Inequality has grown among women. Exacerbating this is the fact that the well-educated tend to partner with each other, widening household income inequality too. Of course, the tremendous progress in providing women with wider opportunities to achieve fulfilling careers cannot be understated. But the analysis of what is happening to women across society means that we can no longer think of many problems as being solely about gender. Effectively, gender equality has arrived for some, but not for all, and in many ways, gender inequality is being replaced by income inequality.
This has several policy implications:
- Childcare: childcare is a top concern among politicians, and there is perhaps a one-size-fits-all assumption that childcare is a universal need that should be in some way met or at least supported by the state. But women across the income spectrum have very different circumstances and needs.
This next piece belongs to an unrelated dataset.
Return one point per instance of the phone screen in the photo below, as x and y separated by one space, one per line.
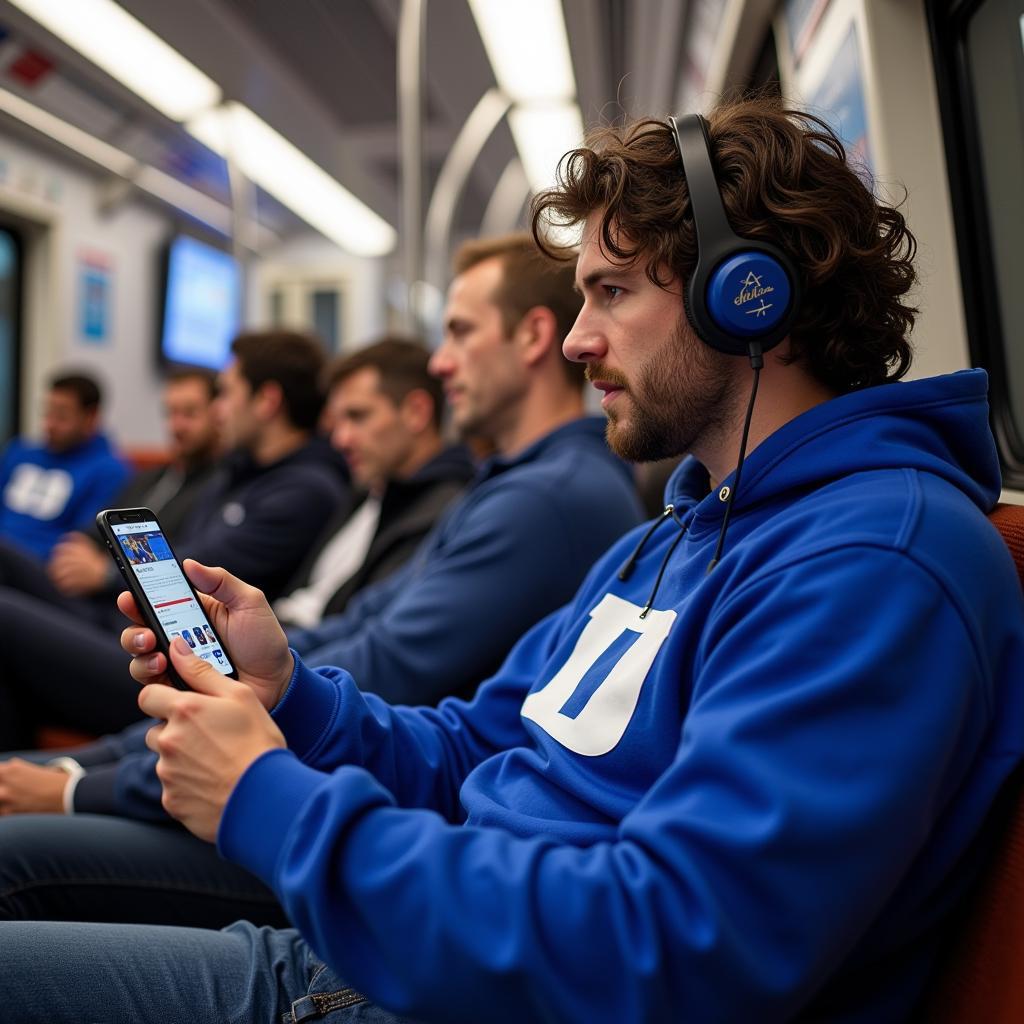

Formal childcare is predominantly used by those in professional occupations.
- Adult care: actually, for many women in lower income groups, responsibility for caring for another adult in the family, perhaps who is elderly or has health problems may well be more significant than childcare. And this is an area where relatively little state support is provided, and there is significant under-resourcing.
- Flexibility and tailoring: Across the board, we need to recognise that what works for some groups of women will not work for others. Policies that provide flexibility – personal health budgets are an example – are likely to be more effective when the experience of different groups is so diverse.